Nella sonnolenta Gorizia l’innocuo cumino diventa l’arma del delitto
“Quello che è cibo per un uomo è veleno per un altro”, scriveva Lucrezio nel ‘De rerum natura’, anticipando di duemila anni la scoperta delle intolleranze alimentari. È raro che un boccone, seppur proibito per chi ne è allergico, possa mandarlo all’altro mondo e nella maggioranza dei casi tutto si risolve con pruriti, gonfiori od orticarie, ma a volte succede.
Accidente non sgradito agli scrittori di gialli come Paolo Pichierri che, sfruttando la temibile proprietà del cumino, spezia per i più innocua e profumata, di far impazzire il sistema immunitario di chi ne è ultrasensibile, costruisce il meccanismo omicida de La chiave di via Rastello (Rossini) che verrà presentato martedì 23 luglio, alle 18.30 nella sala conferenze della Pro loco a Strassoldo dalla giornalista Elisa Michellut.
Pichierri, giornalista di lungo corso soprattutto televisivo e autore di svariate opere di saggistica, dopo il “Diamante di Grado£ è alla seconda incursione nel genere poliziesco con protagonista il commissario in pensione Vincenzo Salvati. Avevamo lasciato il commissario nell’isola d’oro alle prese con il furto di un diamante, lo ritroviamo in una Gorizia invernale dove, tra spruzzate di nevischio, fiumi di ribolla gialla e donne infide e maliarde si consuma un delitto dai molti possibili sospetti.
Il morto è Siegfried Walden, autore di best seller a metà tra il giallo e lo storico, tedesco di nascita ma trapiantato in regione, che al rinfresco in occasione della presentazione del suo ultimo libro viene avvelenato da qualcuno che gli mette nel cibo una piccola quantità di cumino. Uno shock mortale per un allergico come lui.
Chi aveva interesse a far fuori Walden? Giorgio Mantelli, il suo editore che pregustava un nuovo clamoroso sold-out editoriale e copiosi diritti di vendita, ma era stato appena scaricato dal suo autore dalle uova d’oro? Le ex moglie Greta, accasatasi con Maurizio, un palestrato toy boy di vent’anni più giovane ma ancora gelosa della nuova compagna di Walden?
La quale, Monica, una goriziana fascinosa dalla “voce capricciosa e vaginale” che per mettersi con Walden ha appena scaricato Diego Persi, aspirante giallista che vivacchia facendo l’inventore di giochi enigmistici.

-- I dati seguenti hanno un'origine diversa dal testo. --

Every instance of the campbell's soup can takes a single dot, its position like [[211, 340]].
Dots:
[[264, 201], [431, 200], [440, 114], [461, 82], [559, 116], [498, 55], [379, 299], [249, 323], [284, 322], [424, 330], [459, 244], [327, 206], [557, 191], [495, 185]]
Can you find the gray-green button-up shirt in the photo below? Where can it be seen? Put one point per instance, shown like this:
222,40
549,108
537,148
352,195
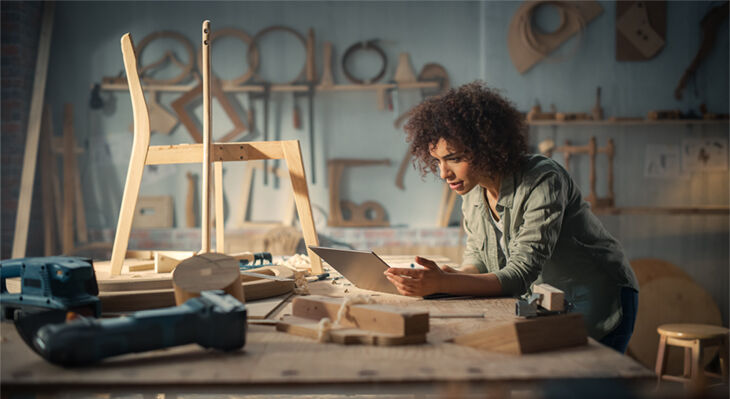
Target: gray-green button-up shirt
552,237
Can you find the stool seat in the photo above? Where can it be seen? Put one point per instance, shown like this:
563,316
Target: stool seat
692,331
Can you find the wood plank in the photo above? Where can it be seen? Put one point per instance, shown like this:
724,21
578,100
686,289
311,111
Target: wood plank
47,158
530,335
226,152
378,318
25,196
69,180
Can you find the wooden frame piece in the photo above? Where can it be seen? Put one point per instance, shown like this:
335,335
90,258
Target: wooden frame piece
358,212
144,154
22,218
246,194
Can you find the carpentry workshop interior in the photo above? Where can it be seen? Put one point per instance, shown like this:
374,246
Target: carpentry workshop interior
407,199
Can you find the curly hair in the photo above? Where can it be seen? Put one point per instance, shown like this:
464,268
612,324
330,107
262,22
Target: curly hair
474,119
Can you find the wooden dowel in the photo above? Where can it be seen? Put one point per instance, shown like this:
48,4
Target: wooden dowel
207,120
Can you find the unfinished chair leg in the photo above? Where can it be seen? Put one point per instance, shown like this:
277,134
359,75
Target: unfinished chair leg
137,159
293,156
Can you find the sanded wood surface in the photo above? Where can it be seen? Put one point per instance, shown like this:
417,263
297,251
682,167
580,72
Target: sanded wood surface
271,357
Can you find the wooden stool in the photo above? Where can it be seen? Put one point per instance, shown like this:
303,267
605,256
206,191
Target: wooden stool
694,338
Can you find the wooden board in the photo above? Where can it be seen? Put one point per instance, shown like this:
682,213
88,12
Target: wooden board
22,218
530,335
153,212
370,317
161,293
669,300
309,328
285,362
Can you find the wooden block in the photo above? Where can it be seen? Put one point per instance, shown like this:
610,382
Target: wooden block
209,271
552,298
309,328
167,261
379,318
153,212
530,335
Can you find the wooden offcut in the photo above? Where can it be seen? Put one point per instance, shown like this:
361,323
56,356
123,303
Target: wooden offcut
371,317
553,299
209,271
530,335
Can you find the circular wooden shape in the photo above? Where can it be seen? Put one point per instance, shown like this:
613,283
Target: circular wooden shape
204,272
650,269
692,331
366,45
254,45
252,52
187,68
669,300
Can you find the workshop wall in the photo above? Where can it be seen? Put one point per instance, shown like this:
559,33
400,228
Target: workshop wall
470,40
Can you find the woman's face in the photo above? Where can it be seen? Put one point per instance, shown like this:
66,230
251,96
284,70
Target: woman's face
454,167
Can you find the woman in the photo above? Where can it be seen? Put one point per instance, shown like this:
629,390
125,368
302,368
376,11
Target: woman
526,220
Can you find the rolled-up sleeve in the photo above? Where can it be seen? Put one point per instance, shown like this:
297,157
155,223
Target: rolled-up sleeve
534,241
474,247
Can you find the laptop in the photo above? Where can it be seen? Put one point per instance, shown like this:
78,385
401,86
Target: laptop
364,269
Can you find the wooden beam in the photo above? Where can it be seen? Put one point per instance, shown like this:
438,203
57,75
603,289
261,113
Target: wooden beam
25,196
69,180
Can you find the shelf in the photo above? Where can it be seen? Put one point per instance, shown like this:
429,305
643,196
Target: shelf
642,122
646,210
279,88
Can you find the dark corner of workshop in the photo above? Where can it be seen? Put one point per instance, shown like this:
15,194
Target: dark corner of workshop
364,199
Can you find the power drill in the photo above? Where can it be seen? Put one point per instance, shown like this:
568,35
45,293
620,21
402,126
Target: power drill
213,320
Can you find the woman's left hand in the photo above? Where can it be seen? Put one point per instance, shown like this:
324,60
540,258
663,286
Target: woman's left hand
417,282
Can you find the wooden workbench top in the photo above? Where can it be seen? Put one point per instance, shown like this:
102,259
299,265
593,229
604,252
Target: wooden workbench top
271,357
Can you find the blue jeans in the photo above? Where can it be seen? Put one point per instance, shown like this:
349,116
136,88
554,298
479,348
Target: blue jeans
618,339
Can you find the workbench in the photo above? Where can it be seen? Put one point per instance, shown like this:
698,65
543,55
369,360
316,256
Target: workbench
278,363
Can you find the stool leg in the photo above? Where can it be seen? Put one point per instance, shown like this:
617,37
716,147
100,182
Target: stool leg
687,362
661,359
698,371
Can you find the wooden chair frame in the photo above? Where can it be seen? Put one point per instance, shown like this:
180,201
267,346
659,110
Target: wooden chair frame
217,153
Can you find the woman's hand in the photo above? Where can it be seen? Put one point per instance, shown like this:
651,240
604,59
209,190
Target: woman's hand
418,282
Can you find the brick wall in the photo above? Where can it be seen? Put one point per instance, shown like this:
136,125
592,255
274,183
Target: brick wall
21,23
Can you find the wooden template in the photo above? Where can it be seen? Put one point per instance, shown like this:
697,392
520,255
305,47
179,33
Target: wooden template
25,195
531,335
527,46
641,29
358,213
144,154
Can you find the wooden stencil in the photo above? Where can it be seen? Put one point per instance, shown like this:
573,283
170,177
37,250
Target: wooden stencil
641,29
359,213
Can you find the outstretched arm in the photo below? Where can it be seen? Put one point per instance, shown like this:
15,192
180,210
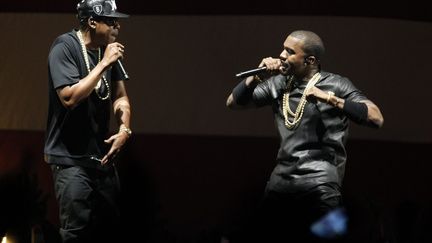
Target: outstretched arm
364,112
122,112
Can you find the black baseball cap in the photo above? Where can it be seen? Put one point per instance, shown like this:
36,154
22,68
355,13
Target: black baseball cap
99,8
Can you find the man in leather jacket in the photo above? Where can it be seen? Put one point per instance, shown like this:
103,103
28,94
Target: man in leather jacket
312,109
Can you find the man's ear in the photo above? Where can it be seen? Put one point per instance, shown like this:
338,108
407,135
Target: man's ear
310,60
92,23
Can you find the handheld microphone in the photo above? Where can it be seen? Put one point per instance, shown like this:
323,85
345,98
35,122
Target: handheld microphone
123,70
251,72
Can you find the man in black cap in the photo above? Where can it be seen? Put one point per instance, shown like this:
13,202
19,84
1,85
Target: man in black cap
86,81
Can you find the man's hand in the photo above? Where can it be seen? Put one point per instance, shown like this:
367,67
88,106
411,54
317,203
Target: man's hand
117,141
113,52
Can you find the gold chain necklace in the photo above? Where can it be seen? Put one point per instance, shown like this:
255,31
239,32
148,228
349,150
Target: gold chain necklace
301,105
86,59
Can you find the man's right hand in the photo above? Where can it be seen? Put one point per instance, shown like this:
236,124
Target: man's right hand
113,52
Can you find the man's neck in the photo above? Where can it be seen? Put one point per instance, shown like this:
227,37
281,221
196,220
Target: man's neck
88,40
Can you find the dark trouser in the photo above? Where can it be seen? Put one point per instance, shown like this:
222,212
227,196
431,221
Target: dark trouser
88,203
288,217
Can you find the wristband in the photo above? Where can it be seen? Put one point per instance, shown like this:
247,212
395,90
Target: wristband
356,111
126,130
242,94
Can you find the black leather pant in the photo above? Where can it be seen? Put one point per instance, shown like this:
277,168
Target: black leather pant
287,217
88,205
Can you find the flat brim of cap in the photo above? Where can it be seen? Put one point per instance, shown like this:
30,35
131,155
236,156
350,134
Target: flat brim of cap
117,15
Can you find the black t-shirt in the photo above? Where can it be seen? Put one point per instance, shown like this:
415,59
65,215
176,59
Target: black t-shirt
313,153
74,136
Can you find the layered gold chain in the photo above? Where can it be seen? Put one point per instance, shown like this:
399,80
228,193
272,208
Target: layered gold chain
298,114
86,59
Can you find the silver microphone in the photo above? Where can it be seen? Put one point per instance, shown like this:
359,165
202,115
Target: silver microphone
122,69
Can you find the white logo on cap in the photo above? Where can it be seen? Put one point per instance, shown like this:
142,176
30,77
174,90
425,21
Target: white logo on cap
97,9
113,5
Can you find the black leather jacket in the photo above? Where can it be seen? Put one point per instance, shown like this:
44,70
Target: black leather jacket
314,152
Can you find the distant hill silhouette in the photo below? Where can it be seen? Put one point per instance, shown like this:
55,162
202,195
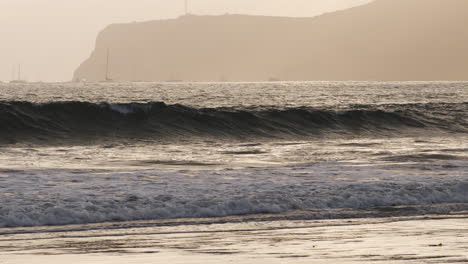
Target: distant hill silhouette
383,40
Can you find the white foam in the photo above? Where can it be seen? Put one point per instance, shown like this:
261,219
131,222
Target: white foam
46,197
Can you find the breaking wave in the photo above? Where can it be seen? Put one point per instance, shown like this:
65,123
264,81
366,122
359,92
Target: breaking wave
68,121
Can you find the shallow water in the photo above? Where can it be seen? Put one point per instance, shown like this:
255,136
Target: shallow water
330,149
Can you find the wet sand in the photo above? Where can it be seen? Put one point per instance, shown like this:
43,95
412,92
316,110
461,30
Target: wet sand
428,239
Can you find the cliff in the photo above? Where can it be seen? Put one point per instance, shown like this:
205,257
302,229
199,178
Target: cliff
383,40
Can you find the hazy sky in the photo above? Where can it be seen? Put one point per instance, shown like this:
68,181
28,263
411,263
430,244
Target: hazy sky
50,38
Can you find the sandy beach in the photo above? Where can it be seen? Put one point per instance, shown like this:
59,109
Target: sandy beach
423,239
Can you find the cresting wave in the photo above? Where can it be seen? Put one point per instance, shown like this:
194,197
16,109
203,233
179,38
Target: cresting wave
167,198
68,121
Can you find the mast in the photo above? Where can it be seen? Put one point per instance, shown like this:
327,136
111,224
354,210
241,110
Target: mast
107,65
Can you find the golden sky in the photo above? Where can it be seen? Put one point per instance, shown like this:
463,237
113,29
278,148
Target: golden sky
50,38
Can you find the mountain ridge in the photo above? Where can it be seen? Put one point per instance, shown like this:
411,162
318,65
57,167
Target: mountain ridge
385,40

Anche Diego avrebbe avuto interesse a togliere di mezzo Walden per vendicarsi di chi gli ha soffiato la ragazza. Un omicidio ha sempre due moventi: passione o interesse, amore o soldi. Tocca a Salvati, che una malattia agli occhi ha reso cieco, aiutato dal fido Branko Jankovic, che al Commissariato di Trieste era suo vice e ora lavora nella security degli hotel, trovare la chiave del mistero.
Il commissario, combinando in un’alchimia originale il celerino dai modi sbrigativi di caserma e l’investigatore dal fiuto sottilissimo, risolverà anche questa volta il caso, offrendo al lettore, oltre alla soluzione del rebus, un punto di vista su una città, Gorizia, sempre un po’ marginale.
Si dice infatti che il giallo sia anche un modo per raccontare una società, e dunque quale è questa Gorizia che vuole raccontarci Pichierri? Una città all’apparenza sonnolenta ma che in realtà è una ‘bronza coverta’, come dice Bren Herzog, un oscuro faccendiere austriaco amico di Walden, che approfitta di una città “in vista ma al tempo stesso tranquilla per incontrare in maniera agevole manager e informatori che arrivano di là dell’ex cortina di ferro”. E adesso che Gorizia è investita del ruolo di capitale europea della cultura forse anche in superficie, profetizza Herzog, cambierà qualcosa.
Dunque il giallo di Pichierri vorrebbe smuovere le acque tranquille di Gorizia, far scorrere una botta di vita, seppur criminale, nelle vie semideserte di Borgo Castello, scuotere i goriziani e incitarli al crimine? Non esageriamo. E soprattutto non vorremmo che nel gioco autoironico di Pichierri su intolleranze e allergie, qualcuno approfittasse della presentazione del libro per emulare l’assassino.